Project Title: Classification of Firewall Log Files using Supervised Machine Learning Methods
Team Members
Dr. G. Padmavathi, Dean - PSCS, Professor, Department of Computer Science
Dr. S. N. Geethalakshmi, Professor, Department of Computer Science
Ms. A. Roshni, Research Assistant, Centre for Cyber Intelligence, DST - CURIE - AI
Ms. P. Sri Dhanalakshmi, M.Sc Computer Science
Project Summary
A firewall retains traffic entering and departing the domain it was supposed to protect. Some firewalls may provide information about the source and type of traffic entering the environment. A firewall's policy must be enhanced with a successful logging capability in order to be successful. The logging feature keeps track of how the firewall handles different sorts of traffic. Organizations can use the logs to find out things like Source IP addresses and destination IP addresses, protocols, and port numbers. Monitoring and analyzing log files can assist IT businesses improve the end-user reliability of their systems. Log files may consists of malicious texts, strings that tricks the users to hack the information. In generation of number of firewall logs per day, classifying the log files may help to observe more efficient, the number of unnecessary attributes can be minimized with the help of classification, resulting in a more efficient performance. The project title is ‘Classification of firewall log files using supervised machine learning methods’, the main intent of this project is to analyze and classify firewall logs which may consists of source port, destination port, bytes sent and received, etc., It checks that each data packet arrives on both sides of the firewall, it then decides whether or not to pass it.
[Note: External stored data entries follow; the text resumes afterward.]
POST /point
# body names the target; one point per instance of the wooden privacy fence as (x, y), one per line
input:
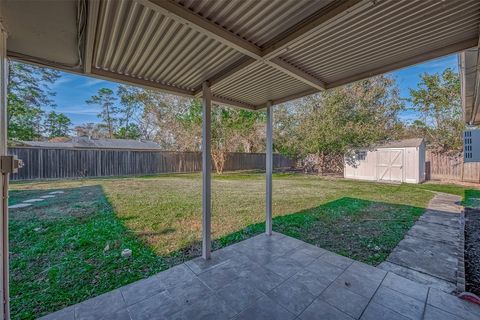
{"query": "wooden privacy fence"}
(58, 163)
(446, 167)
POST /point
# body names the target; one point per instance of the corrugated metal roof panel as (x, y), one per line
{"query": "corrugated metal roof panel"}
(141, 43)
(258, 84)
(389, 32)
(257, 21)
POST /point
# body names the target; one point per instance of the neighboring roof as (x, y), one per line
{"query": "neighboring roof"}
(85, 142)
(469, 65)
(251, 52)
(405, 143)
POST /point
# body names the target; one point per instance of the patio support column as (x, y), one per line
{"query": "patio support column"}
(206, 171)
(4, 281)
(268, 170)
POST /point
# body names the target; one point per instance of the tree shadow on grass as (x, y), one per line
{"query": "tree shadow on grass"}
(67, 249)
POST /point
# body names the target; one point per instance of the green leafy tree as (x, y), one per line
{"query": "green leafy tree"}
(232, 130)
(129, 132)
(57, 125)
(438, 101)
(326, 126)
(106, 99)
(131, 99)
(28, 93)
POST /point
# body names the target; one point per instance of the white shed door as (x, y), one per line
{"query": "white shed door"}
(390, 165)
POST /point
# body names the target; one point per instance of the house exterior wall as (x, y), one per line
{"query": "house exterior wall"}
(369, 168)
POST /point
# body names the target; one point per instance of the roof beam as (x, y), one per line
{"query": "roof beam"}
(296, 73)
(232, 103)
(196, 22)
(200, 24)
(450, 49)
(92, 19)
(107, 75)
(339, 11)
(335, 13)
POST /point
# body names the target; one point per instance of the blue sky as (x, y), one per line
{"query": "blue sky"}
(73, 90)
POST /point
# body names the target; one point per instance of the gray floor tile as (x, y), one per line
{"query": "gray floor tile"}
(336, 260)
(265, 309)
(259, 255)
(367, 271)
(64, 314)
(100, 306)
(360, 281)
(313, 283)
(141, 290)
(207, 308)
(284, 266)
(122, 314)
(324, 269)
(159, 307)
(261, 278)
(189, 291)
(301, 257)
(199, 265)
(405, 286)
(292, 295)
(345, 300)
(453, 304)
(311, 250)
(239, 295)
(375, 312)
(320, 310)
(398, 302)
(221, 275)
(175, 276)
(418, 277)
(432, 313)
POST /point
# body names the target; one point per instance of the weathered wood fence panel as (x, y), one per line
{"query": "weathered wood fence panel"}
(57, 163)
(447, 167)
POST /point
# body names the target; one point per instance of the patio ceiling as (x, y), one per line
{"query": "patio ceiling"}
(470, 83)
(251, 52)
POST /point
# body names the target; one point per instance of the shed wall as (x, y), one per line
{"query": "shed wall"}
(413, 165)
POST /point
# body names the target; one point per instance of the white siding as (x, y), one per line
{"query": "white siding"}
(411, 161)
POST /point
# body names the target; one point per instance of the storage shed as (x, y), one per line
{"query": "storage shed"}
(395, 161)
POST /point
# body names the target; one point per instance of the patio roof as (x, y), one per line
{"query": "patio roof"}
(470, 83)
(250, 52)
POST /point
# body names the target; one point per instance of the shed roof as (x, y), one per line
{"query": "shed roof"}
(405, 143)
(85, 142)
(251, 52)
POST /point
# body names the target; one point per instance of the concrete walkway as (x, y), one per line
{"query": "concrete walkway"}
(278, 278)
(429, 252)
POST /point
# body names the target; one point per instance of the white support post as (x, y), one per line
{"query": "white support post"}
(268, 170)
(4, 305)
(206, 172)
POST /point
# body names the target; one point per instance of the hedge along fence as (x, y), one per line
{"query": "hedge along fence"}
(58, 163)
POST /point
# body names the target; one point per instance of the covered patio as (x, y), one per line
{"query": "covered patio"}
(273, 277)
(252, 55)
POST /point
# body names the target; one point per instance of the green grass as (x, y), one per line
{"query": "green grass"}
(57, 246)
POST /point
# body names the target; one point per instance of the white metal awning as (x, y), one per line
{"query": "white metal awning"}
(470, 82)
(251, 51)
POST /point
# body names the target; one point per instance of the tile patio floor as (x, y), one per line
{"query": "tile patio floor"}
(275, 277)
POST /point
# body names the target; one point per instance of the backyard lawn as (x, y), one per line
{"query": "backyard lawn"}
(67, 248)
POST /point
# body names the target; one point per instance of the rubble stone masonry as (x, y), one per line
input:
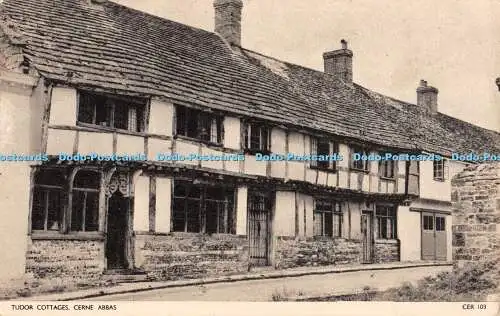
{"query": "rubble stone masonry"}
(476, 213)
(71, 260)
(189, 255)
(295, 252)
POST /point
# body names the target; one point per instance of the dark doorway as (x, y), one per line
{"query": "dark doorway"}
(259, 222)
(367, 234)
(116, 243)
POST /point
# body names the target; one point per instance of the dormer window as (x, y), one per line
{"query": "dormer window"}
(204, 126)
(359, 164)
(257, 137)
(111, 111)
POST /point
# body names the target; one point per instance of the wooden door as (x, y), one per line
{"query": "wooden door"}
(433, 236)
(117, 232)
(367, 235)
(440, 233)
(259, 209)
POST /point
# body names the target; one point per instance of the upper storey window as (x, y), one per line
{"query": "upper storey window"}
(257, 137)
(440, 170)
(112, 111)
(359, 164)
(322, 149)
(204, 126)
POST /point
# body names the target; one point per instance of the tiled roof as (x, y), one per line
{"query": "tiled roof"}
(115, 48)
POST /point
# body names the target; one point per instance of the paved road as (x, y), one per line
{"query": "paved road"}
(263, 290)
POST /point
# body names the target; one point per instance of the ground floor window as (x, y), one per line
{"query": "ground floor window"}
(55, 207)
(386, 222)
(201, 208)
(327, 218)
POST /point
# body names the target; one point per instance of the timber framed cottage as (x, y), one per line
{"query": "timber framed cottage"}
(88, 76)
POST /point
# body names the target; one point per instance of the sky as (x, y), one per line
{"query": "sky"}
(452, 44)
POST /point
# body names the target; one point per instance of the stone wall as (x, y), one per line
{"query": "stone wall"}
(386, 251)
(476, 213)
(185, 255)
(291, 252)
(71, 260)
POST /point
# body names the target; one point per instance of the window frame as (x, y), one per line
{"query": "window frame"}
(264, 146)
(440, 170)
(387, 213)
(110, 104)
(201, 117)
(385, 166)
(228, 202)
(329, 165)
(335, 209)
(365, 163)
(47, 189)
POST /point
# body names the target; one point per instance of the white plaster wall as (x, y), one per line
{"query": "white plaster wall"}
(355, 209)
(343, 178)
(233, 166)
(163, 204)
(332, 180)
(129, 145)
(14, 198)
(296, 170)
(296, 143)
(158, 146)
(322, 177)
(232, 132)
(60, 141)
(15, 134)
(241, 210)
(449, 238)
(39, 99)
(401, 180)
(284, 216)
(209, 163)
(278, 141)
(141, 204)
(63, 107)
(344, 152)
(252, 166)
(89, 142)
(409, 234)
(308, 203)
(161, 118)
(186, 148)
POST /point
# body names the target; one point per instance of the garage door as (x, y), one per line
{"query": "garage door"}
(433, 236)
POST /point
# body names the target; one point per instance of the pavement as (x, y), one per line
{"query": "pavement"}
(264, 285)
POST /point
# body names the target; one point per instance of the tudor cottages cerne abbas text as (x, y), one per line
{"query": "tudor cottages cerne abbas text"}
(86, 76)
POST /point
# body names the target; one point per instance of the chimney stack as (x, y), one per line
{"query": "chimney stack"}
(228, 20)
(339, 62)
(427, 97)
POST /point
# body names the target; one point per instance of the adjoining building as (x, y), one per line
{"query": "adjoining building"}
(82, 76)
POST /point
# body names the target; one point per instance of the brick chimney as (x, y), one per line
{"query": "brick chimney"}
(228, 20)
(427, 97)
(339, 62)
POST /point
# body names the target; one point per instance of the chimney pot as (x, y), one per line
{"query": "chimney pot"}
(228, 20)
(339, 62)
(427, 97)
(344, 43)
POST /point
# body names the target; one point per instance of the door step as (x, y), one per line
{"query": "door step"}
(125, 276)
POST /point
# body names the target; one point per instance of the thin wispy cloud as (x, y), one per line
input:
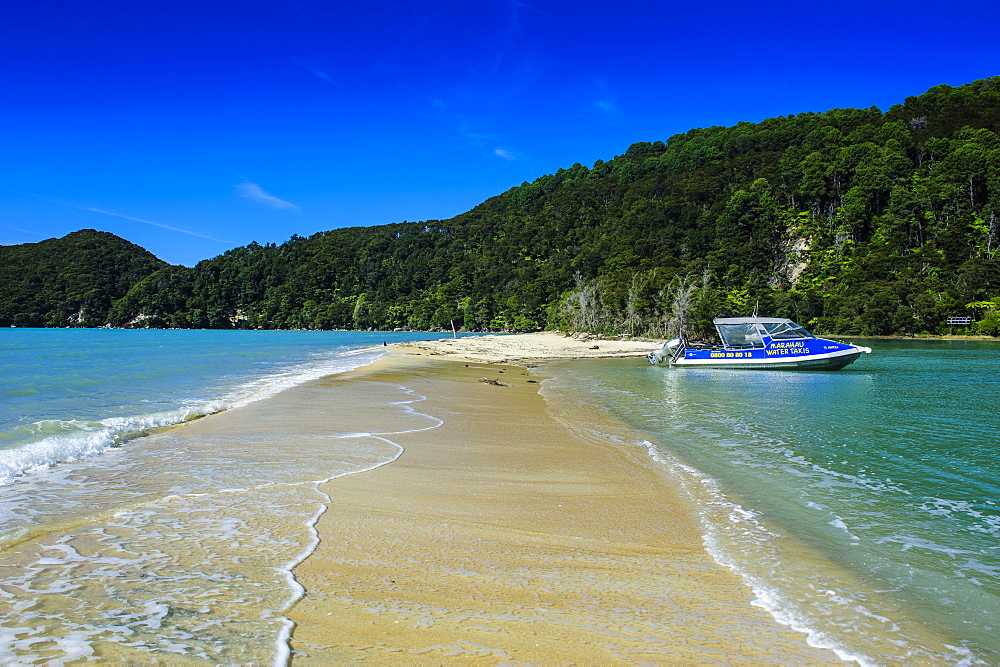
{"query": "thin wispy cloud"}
(606, 106)
(257, 193)
(318, 73)
(154, 224)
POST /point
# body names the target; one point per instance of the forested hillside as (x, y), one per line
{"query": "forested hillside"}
(71, 281)
(852, 221)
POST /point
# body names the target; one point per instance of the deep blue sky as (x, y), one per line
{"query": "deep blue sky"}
(194, 127)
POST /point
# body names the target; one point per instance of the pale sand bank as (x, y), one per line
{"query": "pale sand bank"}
(528, 348)
(502, 536)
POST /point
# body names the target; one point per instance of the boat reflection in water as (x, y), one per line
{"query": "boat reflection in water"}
(757, 343)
Firewalls can improve security even more by allowing quite well control over which system functions and processes have access to networking resources. The process starts with data collection followed by pre-processing techniques and main features to be selected to build a framework using supervised machine learning algorithms. In classification problems, the selection of appropriate and relevant dataset features plays a critical role. The feature selection approaches to improve the accuracy of classification system using Weka tool. Different classification techniques like Support Vector Machine, Naïve Bayes, Logistic Regression and K-Nearest Neighbor were adopted and their performance were analyzed.